Table of Contents

Public namespace Rowles.LeanCorpus.Analysis.Analysers

Classes

Public class Analyser

Composable analyser that runs a tokeniser followed by a chain of filters.

Public class AnalyserFactory

Factory for creating language-specific analysers.

Public class KeywordAnalyser

Analyser that treats the complete input as a single token. The returned token list is reused across calls; callers must not hold references to it beyond the current invocation.

Thread-safety: This class maintains instance-level buffers for performance. Each instance should be used by a single thread, or callers should create separate instances per thread.

Public class LanguageAnalyser

Configurable analyser that chains a tokeniser, lowercase normalisation, stop-word removal, and optional stemming. Used by AnalyserFactory for language-specific analysis pipelines.

Public class SimpleAnalyser

Analyser that splits text into letter-only tokens and lowercases them without stop-word removal. The returned token list is reused across calls; callers must not hold references to it beyond the current invocation.

Thread-safety: This class maintains instance-level buffers for performance. Each instance should be used by a single thread, or callers should create separate instances per thread.

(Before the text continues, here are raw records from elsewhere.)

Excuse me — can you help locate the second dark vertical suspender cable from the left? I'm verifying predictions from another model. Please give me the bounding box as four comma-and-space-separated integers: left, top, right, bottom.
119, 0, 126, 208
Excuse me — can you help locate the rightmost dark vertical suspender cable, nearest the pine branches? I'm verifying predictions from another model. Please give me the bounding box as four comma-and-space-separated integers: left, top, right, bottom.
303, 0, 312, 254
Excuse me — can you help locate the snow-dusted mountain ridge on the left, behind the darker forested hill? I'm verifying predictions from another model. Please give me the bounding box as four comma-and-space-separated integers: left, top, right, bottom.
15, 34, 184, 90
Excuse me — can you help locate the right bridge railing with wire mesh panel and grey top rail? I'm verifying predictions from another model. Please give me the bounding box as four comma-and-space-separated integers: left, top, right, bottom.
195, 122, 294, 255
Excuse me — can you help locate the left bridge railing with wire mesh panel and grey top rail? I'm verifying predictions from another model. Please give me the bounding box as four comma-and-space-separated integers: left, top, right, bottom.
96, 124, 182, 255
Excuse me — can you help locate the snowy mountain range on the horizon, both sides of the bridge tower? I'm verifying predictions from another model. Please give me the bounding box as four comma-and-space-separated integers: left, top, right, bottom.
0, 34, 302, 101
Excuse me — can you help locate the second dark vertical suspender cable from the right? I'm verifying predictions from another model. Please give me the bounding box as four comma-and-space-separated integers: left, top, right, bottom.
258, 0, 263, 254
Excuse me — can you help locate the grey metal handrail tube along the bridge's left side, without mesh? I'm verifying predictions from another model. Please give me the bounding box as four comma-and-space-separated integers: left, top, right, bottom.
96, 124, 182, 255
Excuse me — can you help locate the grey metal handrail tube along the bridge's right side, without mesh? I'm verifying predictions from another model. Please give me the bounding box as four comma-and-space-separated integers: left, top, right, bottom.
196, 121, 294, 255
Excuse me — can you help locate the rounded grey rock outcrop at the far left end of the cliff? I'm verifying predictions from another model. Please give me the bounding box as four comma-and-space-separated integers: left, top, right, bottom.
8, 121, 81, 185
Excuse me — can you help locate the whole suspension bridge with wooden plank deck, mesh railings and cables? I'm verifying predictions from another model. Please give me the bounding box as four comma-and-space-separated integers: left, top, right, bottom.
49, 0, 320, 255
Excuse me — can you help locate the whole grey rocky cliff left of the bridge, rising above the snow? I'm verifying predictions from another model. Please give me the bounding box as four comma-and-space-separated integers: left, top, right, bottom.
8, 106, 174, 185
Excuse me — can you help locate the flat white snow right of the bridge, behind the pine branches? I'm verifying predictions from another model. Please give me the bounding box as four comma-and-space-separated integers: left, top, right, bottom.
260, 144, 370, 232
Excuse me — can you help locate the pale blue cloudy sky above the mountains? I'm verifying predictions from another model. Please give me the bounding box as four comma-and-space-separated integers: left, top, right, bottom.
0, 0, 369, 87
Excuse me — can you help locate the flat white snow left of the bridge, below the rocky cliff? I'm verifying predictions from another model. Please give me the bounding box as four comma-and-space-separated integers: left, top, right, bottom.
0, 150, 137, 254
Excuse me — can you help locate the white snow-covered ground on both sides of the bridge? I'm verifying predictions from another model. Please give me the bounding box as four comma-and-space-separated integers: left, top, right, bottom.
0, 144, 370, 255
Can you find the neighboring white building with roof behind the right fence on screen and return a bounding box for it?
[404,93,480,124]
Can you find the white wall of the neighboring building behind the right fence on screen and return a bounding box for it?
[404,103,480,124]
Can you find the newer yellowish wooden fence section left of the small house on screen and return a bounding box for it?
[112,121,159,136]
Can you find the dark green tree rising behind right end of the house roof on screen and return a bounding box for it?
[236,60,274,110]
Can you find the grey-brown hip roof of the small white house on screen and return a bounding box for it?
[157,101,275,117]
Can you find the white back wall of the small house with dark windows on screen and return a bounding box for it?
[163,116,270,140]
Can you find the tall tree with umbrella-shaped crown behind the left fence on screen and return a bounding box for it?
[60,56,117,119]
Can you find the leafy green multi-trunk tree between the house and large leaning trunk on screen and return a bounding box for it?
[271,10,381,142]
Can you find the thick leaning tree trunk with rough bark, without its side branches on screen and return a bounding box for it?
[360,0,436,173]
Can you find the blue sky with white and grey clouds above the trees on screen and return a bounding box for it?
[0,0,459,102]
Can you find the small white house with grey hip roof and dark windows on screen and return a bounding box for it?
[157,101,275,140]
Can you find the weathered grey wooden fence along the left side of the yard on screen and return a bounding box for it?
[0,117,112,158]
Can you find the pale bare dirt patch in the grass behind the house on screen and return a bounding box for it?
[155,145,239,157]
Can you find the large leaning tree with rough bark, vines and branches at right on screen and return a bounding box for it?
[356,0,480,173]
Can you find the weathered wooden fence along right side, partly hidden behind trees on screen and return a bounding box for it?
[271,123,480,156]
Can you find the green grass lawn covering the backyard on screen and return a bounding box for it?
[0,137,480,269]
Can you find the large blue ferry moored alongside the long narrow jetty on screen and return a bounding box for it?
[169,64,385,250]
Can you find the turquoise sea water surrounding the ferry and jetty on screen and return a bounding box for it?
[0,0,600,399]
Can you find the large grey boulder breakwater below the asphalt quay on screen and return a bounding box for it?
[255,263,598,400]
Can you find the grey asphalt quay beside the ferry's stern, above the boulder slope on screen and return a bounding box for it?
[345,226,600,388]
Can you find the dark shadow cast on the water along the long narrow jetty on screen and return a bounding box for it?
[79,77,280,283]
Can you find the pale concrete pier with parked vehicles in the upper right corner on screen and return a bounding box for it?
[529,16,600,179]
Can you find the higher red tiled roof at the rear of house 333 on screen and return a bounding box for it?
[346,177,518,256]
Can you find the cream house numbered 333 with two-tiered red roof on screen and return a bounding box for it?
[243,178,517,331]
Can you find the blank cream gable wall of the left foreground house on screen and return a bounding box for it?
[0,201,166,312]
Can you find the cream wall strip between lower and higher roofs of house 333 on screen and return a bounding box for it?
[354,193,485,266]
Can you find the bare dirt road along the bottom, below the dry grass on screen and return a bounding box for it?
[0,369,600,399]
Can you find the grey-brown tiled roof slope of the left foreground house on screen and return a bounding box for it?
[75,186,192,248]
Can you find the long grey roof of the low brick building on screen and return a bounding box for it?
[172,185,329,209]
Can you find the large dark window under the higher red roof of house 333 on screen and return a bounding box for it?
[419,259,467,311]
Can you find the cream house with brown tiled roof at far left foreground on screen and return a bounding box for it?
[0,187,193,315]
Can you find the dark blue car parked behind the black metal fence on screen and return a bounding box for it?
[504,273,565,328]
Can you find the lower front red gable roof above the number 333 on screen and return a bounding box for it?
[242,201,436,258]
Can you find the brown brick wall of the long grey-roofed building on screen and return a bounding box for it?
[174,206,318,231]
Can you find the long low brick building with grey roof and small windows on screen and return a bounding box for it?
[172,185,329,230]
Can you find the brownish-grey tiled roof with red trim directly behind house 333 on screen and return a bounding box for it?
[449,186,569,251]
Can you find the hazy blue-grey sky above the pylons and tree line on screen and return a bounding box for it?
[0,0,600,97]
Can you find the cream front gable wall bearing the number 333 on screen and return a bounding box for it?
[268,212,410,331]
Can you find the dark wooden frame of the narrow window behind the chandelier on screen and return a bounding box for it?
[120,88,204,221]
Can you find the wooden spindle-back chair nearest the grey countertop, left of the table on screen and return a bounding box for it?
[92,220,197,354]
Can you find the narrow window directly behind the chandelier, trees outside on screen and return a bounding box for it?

Public class StandardAnalyser

Default analyser combining tokenisation, lowercase normalisation, and stop-word removal into a single pipeline. Uses original input offsets for lowercasing to avoid double string allocation. The returned token list is reused across calls — callers must not hold references to it beyond the current invocation.

Thread-safety: This class maintains instance-level buffers (_tokensBuf, _lowerBuf, _internCache) for performance. Each instance should be used by a single thread, or callers should create separate instances per thread (as IndexWriter does in AddDocumentsConcurrent).

Public class StemmedAnalyser

Extends StandardAnalyser with Porter stemming for improved recall. Pipeline: tokenise → lowercase → stop-word removal → Porter stem.

Internal classInternal TokenTextCache
Public class WhitespaceAnalyser

Analyser that splits text only on whitespace and applies no token filters. The returned token list is reused across calls; callers must not hold references to it beyond the current invocation.

Thread-safety: This class maintains instance-level buffers for performance. Each instance should be used by a single thread, or callers should create separate instances per thread.

Interfaces

Public interface IAnalyser

Analyses input text into a list of tokens for indexing or querying.